Tracey Woodruff, director of the UCSF Program on Reproductive Health and the Environment, worked on a study that focused on chemicals that pregnant women are exposed to due to cookware, processed foods and personal care products. Woodruff states that these exposures can cause adverse health risks such as preterm birth and birth defects, childhood morbidity, and adult disease and mortality. The study also found an association between phthalates and feminine hygiene products such as tampons, sanitary napkins, feminine sprays and wipes, and vaginal douching. 

Vaginal douching, in particular, has been featured in many studies that show it is associated with high levels of metabolite (a harmful break down chemical in diethyl phthalate) in women’s urine. Zota mentions that “this chemical is often found in fragranced beauty products and could cause birth defects in babies and has also been linked to health problems in women”. Compared to white women, Black women have higher rates of vaginal douching and are therefore at higher risk. 

Social pressure can also put young girls at risk. Black women often have anxiety around their natural hair and might be pressured into straightening it due to Western-Eurocentric beauty standards. Products such as hair relaxers and straighteners often contain estrogen and can trigger premature reproductive development and uterine tumours in young girls. They also contain lye, an ingredient which breaks down chemical bonds in the hair, causing hair loss. 

The American Journal of Obstetrics and Gynecology mentioned that even “small exposures to toxic chemicals during critical periods of development, such as pregnancy, can trigger adverse health consequences (such as impacts on fertility and pregnancy, neurodevelopment and cancer).” To add to this, preservatives like parabens have been linked to diminished fertility, lowered thyroid levels and other reproductive problems. 

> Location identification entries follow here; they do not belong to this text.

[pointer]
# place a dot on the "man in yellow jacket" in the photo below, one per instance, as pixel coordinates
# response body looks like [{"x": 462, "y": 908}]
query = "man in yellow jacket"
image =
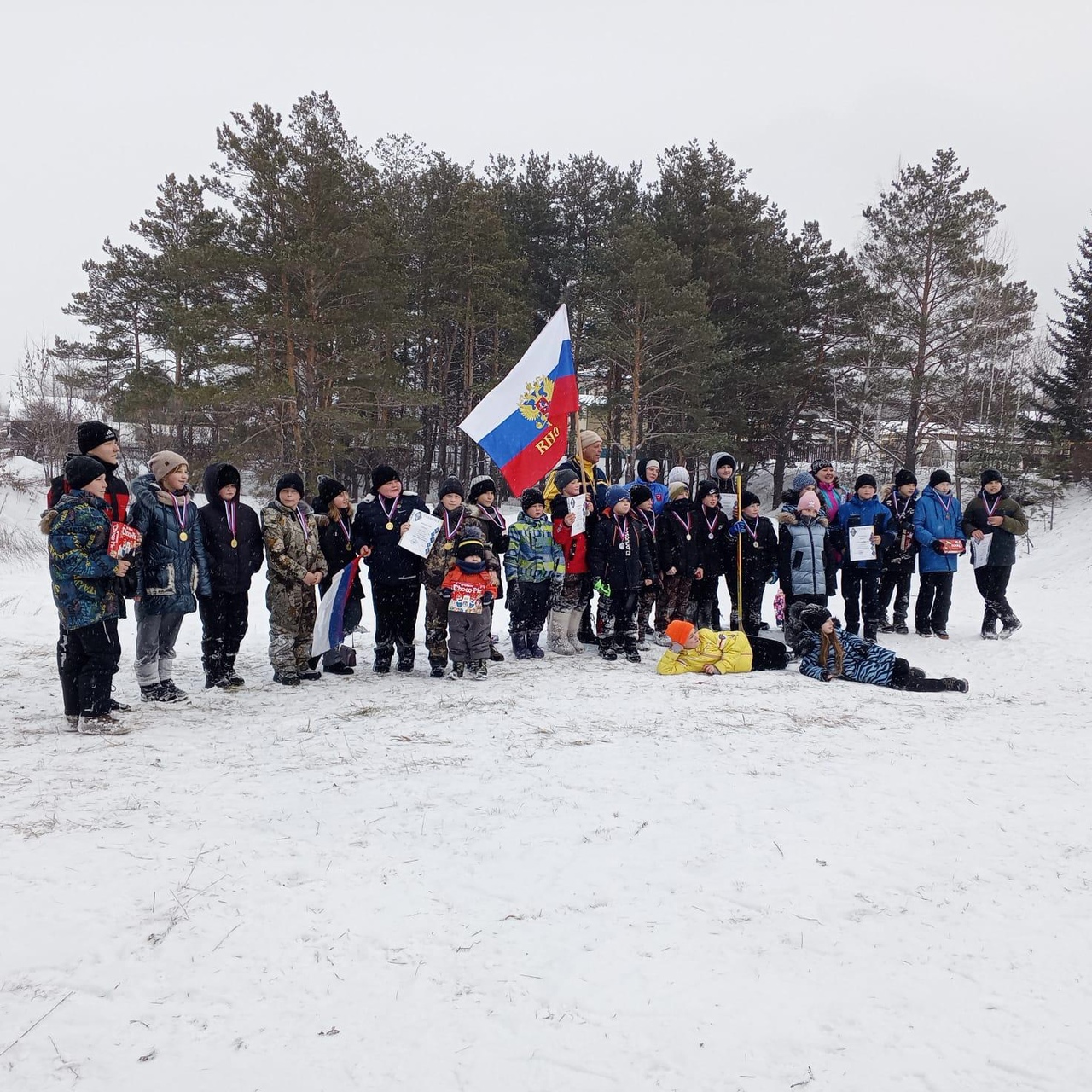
[{"x": 717, "y": 653}]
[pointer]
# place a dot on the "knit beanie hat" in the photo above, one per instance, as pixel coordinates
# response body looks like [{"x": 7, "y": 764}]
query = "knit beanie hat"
[
  {"x": 679, "y": 630},
  {"x": 531, "y": 497},
  {"x": 706, "y": 488},
  {"x": 328, "y": 490},
  {"x": 289, "y": 480},
  {"x": 80, "y": 471},
  {"x": 564, "y": 478},
  {"x": 814, "y": 617},
  {"x": 165, "y": 462},
  {"x": 382, "y": 474},
  {"x": 451, "y": 485},
  {"x": 482, "y": 484},
  {"x": 90, "y": 433}
]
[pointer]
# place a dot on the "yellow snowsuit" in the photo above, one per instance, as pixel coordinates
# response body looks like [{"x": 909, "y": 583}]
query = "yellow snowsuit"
[{"x": 726, "y": 652}]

The Environmental Working Group (EWG), a nonprofit organisation that is working towards finding healthier and safer solutions for the health of others and the environment, has been researching the lack of safe ingredients in Black self-care products. EWG has noted the popularity growth of natural hair styles as well as natural hair products and say that while ‘natural’ products are presumed to have fewer toxic ingredients, the EWG states “many of these products still contain potentially harmful ingredients”. 

EWG’s Skin Deep Cosmetics Database is a great resource for finding alternative products that contain less-hazardous chemicals. EWG compares more than 60 databases and scientific studies and rates the products from 1 (lowest hazard) to 10 (highest hazards) as well as verifying certain products. A verified product;  does not have certain ingredients that could negatively affect your health or the environment, is fully transparent with its ingredients (including fragrances), and the manufacturers have followed current manufacturing practices to further ensure the safety of their products.  

EWG’s Skin Deep Cosmetics Database

EWG has even created an app so that consumers are able to scan products to find reviews and see if it contains problematic chemicals so that they can make healthier purchases. 

These issues show just how dangerous beauty standards can be and why we need to be more aware of their impact on the health of women of colour.